From the Laconia Citizen

Former Belknap County Finance Director Nancy Cook was sentenced Tuesday to 12 months in the State Prison for Women after she pleaded guilty to stealing more than $40,000 from the county.

Under the negotiated agreement with the state, Cook pleaded guilty to one count of theft by unauthorized taking and was required to make full restitution of the $40,601.99 that Asst. Attorney General Betsy Baker said Cook stole.

“I’m sorry if I’ve caused pain to anyone,” said Cook when given the opportunity to address Justice Larry Smukler in Belknap County Superior Court. She asked those she may have hurt “to find it in their heart to forgive me.”

Cook, 46, of 271 Pickerel Pond Road, Laconia, faced up to 7.5 to 15 years in prison and a $4,000 fine.

Through Mark Sisti, her attorney, Cook agreed that the prison sentence was fair but nonetheless requested consideration for home confinement.

Smukler, however, said what Cook had done “was not an impulse crime” but was instead a plot over several years that “took a level of sophistication and knowledge” to execute.

“A sentence has to reflect the aggravating as well as the mitigating factors,” said Smukler, and in the latter were that Cook had no prior criminal record, that she confessed and cooperated fully after the thefts were discovered during the county’s annual financial audit and that she had made full restitution.

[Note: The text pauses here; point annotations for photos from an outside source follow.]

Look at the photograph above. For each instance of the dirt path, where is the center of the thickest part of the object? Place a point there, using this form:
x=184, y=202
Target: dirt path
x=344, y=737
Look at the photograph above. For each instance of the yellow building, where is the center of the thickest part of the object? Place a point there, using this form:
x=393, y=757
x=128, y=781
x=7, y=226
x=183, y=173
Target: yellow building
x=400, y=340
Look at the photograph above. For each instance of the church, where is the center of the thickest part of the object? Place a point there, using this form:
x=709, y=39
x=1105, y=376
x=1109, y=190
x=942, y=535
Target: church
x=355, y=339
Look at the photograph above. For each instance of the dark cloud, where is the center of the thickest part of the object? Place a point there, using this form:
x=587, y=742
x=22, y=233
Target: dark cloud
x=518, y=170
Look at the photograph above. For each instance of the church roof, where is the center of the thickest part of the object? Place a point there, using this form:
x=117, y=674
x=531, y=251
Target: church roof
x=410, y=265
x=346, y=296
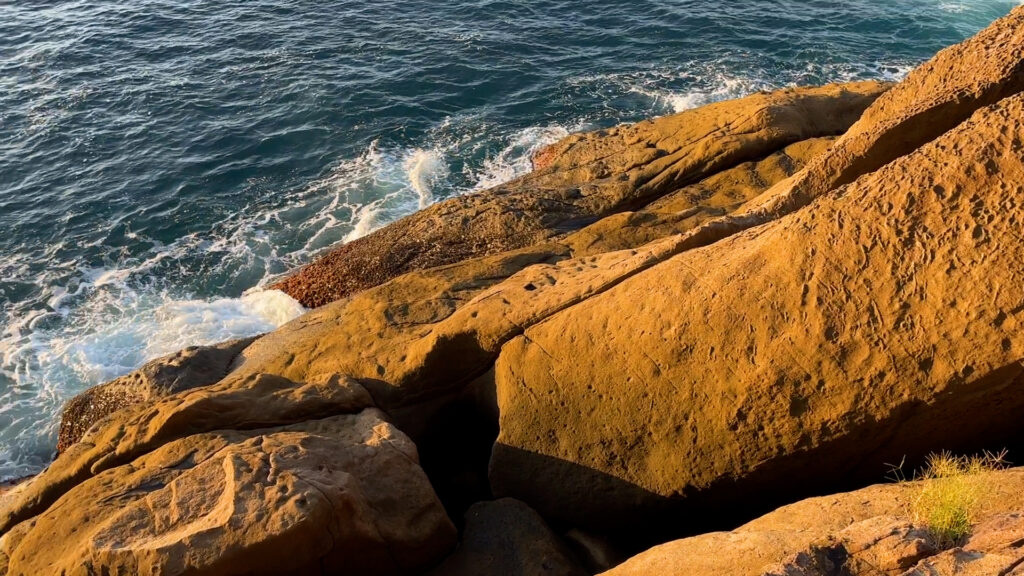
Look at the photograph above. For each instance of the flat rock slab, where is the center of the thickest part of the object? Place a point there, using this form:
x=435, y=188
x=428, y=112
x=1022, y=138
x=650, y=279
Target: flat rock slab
x=344, y=495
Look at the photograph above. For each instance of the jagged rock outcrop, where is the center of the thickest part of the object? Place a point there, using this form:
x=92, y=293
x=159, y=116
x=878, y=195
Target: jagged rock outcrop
x=190, y=368
x=640, y=378
x=507, y=537
x=344, y=495
x=806, y=352
x=863, y=533
x=585, y=177
x=690, y=206
x=933, y=98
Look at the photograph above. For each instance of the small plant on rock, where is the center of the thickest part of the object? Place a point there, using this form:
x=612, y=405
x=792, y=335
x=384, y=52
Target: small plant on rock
x=950, y=490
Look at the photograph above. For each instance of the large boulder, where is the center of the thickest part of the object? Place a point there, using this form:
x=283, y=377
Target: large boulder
x=344, y=495
x=238, y=402
x=933, y=98
x=868, y=532
x=507, y=537
x=686, y=208
x=585, y=177
x=190, y=368
x=800, y=355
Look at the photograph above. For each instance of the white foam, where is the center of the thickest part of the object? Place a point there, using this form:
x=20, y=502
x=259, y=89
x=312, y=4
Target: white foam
x=93, y=324
x=47, y=357
x=516, y=158
x=425, y=168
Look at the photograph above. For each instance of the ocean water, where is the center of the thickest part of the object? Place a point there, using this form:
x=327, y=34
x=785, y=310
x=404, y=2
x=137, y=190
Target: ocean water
x=162, y=160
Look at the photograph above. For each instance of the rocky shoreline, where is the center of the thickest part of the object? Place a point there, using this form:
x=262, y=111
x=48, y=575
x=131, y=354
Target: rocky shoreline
x=667, y=330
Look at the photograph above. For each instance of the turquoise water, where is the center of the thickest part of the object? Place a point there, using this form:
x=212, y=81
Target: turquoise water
x=161, y=160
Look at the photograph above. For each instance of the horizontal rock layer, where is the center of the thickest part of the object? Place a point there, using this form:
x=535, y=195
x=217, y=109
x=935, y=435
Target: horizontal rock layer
x=706, y=313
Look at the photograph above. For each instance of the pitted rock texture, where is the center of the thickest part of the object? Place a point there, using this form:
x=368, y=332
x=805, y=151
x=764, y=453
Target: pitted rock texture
x=344, y=495
x=190, y=368
x=587, y=176
x=934, y=98
x=861, y=533
x=830, y=340
x=685, y=209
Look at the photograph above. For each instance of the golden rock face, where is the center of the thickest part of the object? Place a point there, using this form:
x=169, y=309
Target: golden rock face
x=702, y=314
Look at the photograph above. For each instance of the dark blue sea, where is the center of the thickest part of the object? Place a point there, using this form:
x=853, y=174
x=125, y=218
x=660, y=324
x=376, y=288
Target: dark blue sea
x=161, y=160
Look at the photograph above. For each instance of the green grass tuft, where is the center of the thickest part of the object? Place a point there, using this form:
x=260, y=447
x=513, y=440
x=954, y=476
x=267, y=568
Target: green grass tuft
x=950, y=489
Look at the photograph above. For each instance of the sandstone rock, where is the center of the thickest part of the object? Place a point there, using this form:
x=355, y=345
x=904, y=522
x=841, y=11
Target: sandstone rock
x=193, y=367
x=587, y=176
x=239, y=402
x=342, y=495
x=507, y=537
x=690, y=206
x=809, y=351
x=861, y=533
x=934, y=98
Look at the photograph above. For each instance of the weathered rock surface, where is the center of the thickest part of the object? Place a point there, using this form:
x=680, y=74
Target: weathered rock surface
x=342, y=495
x=861, y=533
x=248, y=402
x=190, y=368
x=934, y=98
x=586, y=176
x=690, y=206
x=507, y=537
x=642, y=380
x=808, y=351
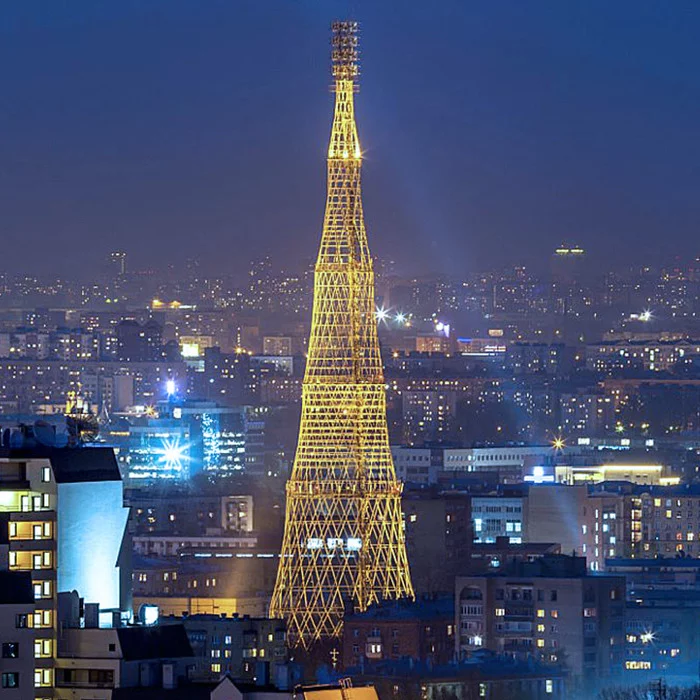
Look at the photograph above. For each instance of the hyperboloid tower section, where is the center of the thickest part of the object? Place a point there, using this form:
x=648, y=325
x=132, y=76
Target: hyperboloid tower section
x=343, y=538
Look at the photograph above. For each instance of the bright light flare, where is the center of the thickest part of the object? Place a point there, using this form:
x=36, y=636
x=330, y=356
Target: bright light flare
x=381, y=314
x=559, y=443
x=172, y=453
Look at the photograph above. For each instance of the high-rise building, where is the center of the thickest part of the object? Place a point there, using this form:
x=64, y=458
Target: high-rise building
x=343, y=537
x=117, y=262
x=62, y=521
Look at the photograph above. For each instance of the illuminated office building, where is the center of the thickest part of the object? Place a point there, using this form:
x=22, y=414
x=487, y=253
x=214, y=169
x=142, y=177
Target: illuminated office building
x=62, y=520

But the aggravating factor was that Cook had been a public official with the county in a position of trust for 10 years and for violating that trust, a year in prison was a just sentence and an “opportunity” to repay her debt to the public, said Smukler in rejecting the home confinement option.

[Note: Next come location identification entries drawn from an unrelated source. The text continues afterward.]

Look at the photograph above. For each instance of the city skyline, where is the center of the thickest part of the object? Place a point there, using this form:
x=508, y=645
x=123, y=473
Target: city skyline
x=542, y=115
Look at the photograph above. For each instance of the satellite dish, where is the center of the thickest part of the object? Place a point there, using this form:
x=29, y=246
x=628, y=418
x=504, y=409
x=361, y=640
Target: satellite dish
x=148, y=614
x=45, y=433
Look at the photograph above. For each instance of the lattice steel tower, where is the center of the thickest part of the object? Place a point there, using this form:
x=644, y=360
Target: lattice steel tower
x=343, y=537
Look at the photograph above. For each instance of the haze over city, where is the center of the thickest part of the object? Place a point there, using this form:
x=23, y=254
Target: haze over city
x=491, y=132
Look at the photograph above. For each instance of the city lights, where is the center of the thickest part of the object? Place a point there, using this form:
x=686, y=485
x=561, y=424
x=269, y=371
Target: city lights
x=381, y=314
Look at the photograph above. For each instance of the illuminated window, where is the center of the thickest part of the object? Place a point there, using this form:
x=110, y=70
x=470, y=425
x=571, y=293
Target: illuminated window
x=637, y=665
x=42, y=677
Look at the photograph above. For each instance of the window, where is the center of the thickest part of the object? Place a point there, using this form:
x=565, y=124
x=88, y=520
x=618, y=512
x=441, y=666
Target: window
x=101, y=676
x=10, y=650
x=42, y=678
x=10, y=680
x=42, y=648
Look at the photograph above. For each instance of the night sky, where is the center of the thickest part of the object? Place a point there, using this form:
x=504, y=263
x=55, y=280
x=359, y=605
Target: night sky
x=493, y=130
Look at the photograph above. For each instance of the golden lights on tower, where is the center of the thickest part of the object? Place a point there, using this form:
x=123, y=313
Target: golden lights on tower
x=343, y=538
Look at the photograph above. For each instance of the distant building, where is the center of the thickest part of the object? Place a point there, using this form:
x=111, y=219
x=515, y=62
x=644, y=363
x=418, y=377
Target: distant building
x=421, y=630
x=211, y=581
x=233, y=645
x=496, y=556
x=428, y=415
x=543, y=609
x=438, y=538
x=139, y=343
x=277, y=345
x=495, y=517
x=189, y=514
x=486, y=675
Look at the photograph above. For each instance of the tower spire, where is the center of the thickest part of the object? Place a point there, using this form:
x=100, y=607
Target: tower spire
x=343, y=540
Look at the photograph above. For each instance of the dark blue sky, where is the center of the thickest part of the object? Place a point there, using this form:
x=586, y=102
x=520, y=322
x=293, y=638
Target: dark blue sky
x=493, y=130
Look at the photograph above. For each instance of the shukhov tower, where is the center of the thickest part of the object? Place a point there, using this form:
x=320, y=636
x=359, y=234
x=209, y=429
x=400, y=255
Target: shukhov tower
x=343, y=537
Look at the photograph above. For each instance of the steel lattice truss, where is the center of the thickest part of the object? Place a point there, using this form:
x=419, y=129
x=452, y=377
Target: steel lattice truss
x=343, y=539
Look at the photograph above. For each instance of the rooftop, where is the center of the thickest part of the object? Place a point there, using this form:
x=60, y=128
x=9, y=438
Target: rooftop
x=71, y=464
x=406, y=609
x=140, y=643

Had the case gone to trial, Baker said the state would have proven that Cook had access to an account from which, beginning in 2004, she began withdrawing money by forging the signature of the then-country treasurer on a check payable to “cash” that she then endorsed and cashed. Cook also used the money to pay for a $1,900 computer.

Neither Baker nor Cook or Sisti gave a motive for the thefts.

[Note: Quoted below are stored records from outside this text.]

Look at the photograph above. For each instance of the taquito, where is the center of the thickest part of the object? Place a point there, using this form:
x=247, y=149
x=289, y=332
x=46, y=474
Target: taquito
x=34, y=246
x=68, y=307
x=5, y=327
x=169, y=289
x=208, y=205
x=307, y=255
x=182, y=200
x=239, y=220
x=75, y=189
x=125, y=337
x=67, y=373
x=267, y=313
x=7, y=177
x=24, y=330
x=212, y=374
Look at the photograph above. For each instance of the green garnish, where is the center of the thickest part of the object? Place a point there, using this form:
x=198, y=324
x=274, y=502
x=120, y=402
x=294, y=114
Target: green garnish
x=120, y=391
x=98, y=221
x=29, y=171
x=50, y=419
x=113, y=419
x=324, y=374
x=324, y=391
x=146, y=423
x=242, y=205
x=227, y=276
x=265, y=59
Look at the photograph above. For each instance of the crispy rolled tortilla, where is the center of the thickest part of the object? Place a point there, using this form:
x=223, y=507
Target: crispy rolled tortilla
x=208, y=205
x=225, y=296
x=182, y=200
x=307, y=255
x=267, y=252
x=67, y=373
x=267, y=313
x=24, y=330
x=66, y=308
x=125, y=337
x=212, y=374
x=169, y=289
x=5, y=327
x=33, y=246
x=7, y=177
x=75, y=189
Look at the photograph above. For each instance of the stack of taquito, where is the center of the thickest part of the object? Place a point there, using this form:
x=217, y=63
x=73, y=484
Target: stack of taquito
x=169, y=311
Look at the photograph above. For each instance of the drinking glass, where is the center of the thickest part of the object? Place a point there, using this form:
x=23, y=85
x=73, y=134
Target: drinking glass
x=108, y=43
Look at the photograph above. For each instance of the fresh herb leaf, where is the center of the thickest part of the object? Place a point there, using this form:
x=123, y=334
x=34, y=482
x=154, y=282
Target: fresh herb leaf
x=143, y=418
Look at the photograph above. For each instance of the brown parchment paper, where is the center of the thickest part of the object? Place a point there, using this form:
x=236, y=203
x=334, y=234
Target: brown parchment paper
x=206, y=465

Sisti said his client was “more than cooperative” and wanted “immediate action” to dispose of her case which was why she pleaded guilty to the waiver of indictment.

“Before you today is an individual who is displaying significant remorse,” said Sisti, who added that Cook has a family, home and business in Laconia and had served four years in the military before beginning her job with the county.

“She’s highly educated; she knows what she’s done wrong; and she wants to get it right,” Sisti said.

He added that Cook is on medication for depression but she “does not want it to be an excuse for what she did.”

Home confinement, Sisti said, was not an issue that Smukler had to act on immediately, but it was an option that he hoped Smukler would give to the prison superintendent and, in that way “give her [Cook] some hope that she can join back in the community a little quicker.”

Baker objected to the home confinement, saying the prison sentence was fair and sent “a strong deterrent message” to others who may be contemplating similar actions. Home confinement was not appropriate, she added, because the amount of money Cook stole was “substantial.”